Rejuvenated Wheels Up Aims for Operational Excellence

George Mattson inherits the helm at the membership and charter private aviation provider, which has been rocked by performance problems.

Barely three weeks on the job, Wheels Up's new CEO, George Mattson, has a message for customers.

“We're going to be very much of a ‘show me’ and not a ‘tell me’ company,” he recently told BJT. “We're just going to go get it done and then tell people what we did. We’re going to deliver operational excellence and consistency,” he added. “Our state goal is to become the best-run private aviation company and we are delivering tangible, measurable progress every week, every month.”

Mattson inherits the helm at the membership and charter private aviation provider that has been rocked by performance problems and nearly $1 billion in losses in recent years and is now six months into a reorganization plan.

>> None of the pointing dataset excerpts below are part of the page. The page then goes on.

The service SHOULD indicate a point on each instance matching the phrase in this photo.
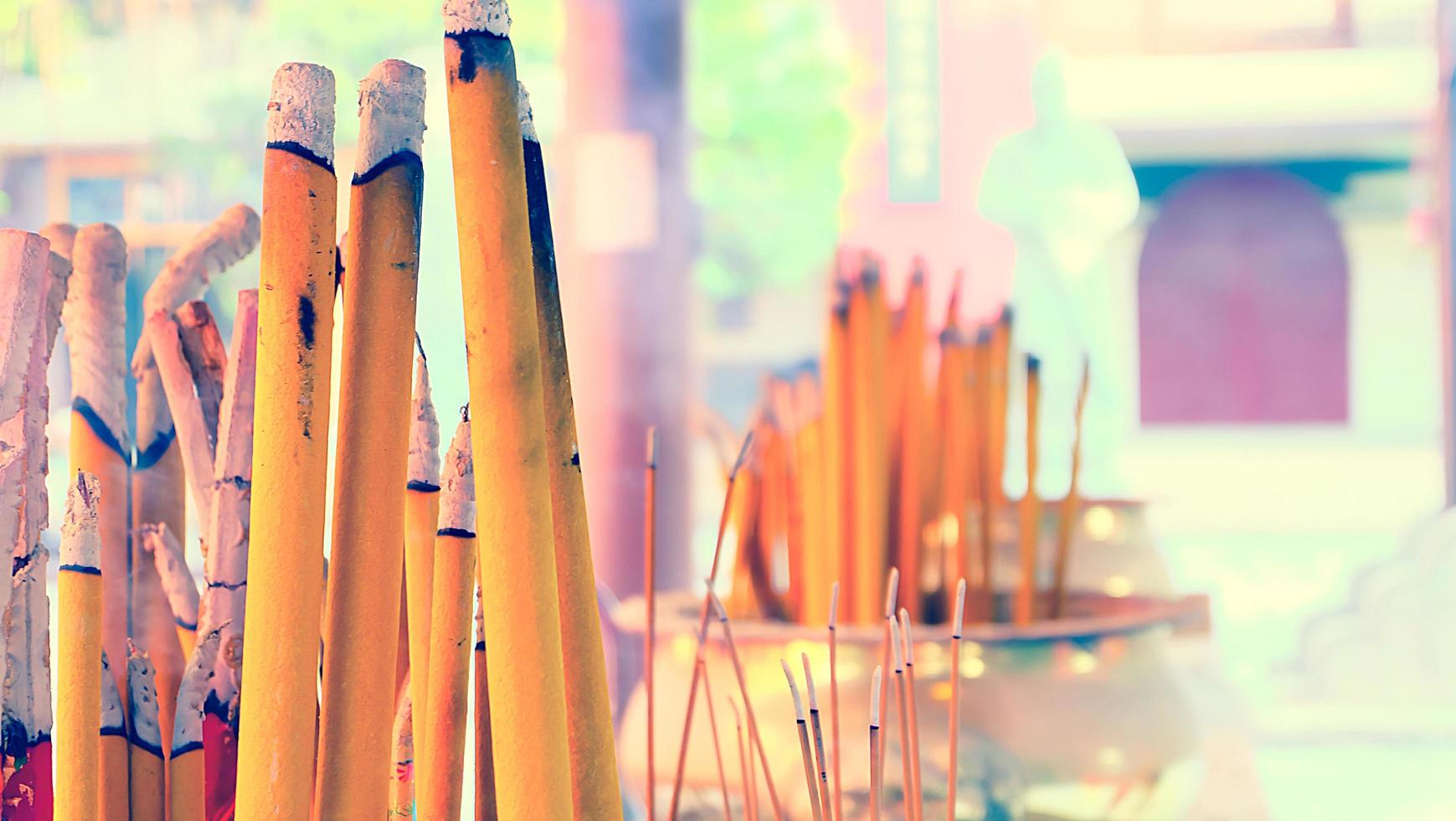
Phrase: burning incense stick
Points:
(78, 674)
(1069, 505)
(291, 432)
(1030, 505)
(804, 744)
(819, 736)
(702, 627)
(187, 766)
(833, 702)
(177, 581)
(145, 737)
(650, 594)
(747, 705)
(421, 523)
(954, 737)
(876, 767)
(402, 779)
(517, 560)
(908, 645)
(373, 444)
(441, 779)
(95, 331)
(589, 706)
(112, 767)
(903, 702)
(713, 728)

That plan concentrates on implementing primary service areas, reducing deadhead legs, improving operational performance, rebalancing its client base to focus more on business clientele, and leveraging its relationship with Delta Air Lines to provide “seamless” solutions to its customers that integrate premium airline and private aircraft travel.

Wheels Up has shed membership in the process but already has seen a financial benefit from the reforms. It has been aided by a half-billion dollars in loans and a credit line from Delta, Certares Management, Knighthead Capital Management, and Cox Enterprises received in September in exchange for a stock position that has grown to 95 percent ownership of the company. CFO Todd Smith said the company is looking at adding another $50 million from an as-of-yet-to-be-determined investor.

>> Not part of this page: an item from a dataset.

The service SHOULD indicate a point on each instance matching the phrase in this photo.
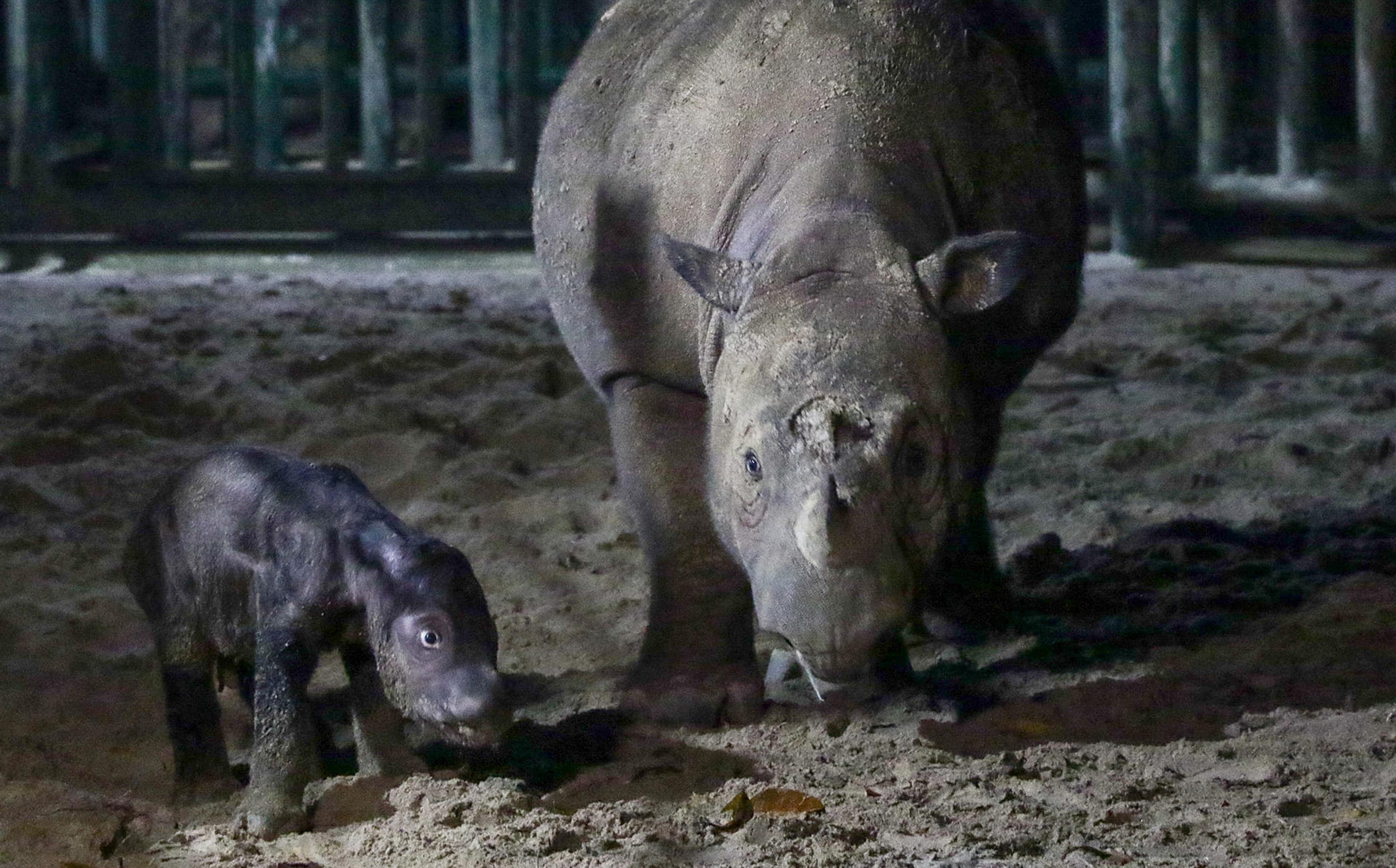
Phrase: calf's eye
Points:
(753, 465)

The Delta-Wheels Up connection has grown in recent months with the addition of Mattson, a Delta director; Dan Janki, Delta’s CFO as Wheels Up chairman; and Dave Holtz, Delta’s former chief of operations who is serving as president of operations at Wheels Up and will run its new 35,000-sq-ft consolidated operations control center in Atlanta, which opened in May.

Mattson credits Holtz with transforming Delta over the course of a decade from an airline tarred with a reputation of “operational mediocrity” to one known for “operational exceptionalism and excellence.” 

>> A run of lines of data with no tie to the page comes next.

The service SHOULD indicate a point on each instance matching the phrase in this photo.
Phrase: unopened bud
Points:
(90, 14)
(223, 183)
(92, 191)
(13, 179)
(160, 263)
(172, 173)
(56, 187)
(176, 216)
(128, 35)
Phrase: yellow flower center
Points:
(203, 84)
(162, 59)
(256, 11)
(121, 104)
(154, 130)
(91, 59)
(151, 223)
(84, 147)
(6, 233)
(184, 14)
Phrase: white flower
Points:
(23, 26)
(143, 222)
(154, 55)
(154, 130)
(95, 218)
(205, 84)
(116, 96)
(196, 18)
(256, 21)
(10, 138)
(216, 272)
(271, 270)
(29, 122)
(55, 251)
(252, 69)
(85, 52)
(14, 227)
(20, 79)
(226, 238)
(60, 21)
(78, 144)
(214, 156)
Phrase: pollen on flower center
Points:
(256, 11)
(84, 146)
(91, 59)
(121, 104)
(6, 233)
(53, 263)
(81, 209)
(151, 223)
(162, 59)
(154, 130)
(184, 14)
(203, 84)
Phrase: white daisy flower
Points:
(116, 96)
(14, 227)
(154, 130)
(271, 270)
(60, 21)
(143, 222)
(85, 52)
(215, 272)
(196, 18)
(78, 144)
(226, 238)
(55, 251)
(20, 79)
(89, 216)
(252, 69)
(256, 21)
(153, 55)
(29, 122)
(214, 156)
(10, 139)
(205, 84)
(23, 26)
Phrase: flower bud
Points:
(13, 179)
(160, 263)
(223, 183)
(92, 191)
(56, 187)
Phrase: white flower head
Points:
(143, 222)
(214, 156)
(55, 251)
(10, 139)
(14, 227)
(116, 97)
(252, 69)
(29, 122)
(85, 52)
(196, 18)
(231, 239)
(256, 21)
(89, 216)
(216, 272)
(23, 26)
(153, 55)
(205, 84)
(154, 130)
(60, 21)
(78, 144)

“[FAR] Part 121 and Part 135 aren't exactly the same, but they're more similar than different in many respects and we're taking a lot of those same disciplines, processes, procedures, and focus on execution to the operation,” Mattson said.

Wheels Up’s owned and leased fleet stands at approximately 180 aircraft, according to Todd, with 60 being King Airs. At one time Wheels Up operated nearly 76 of the turboprops. The company also has access to another 1,200 vetted aircraft from its partner providers.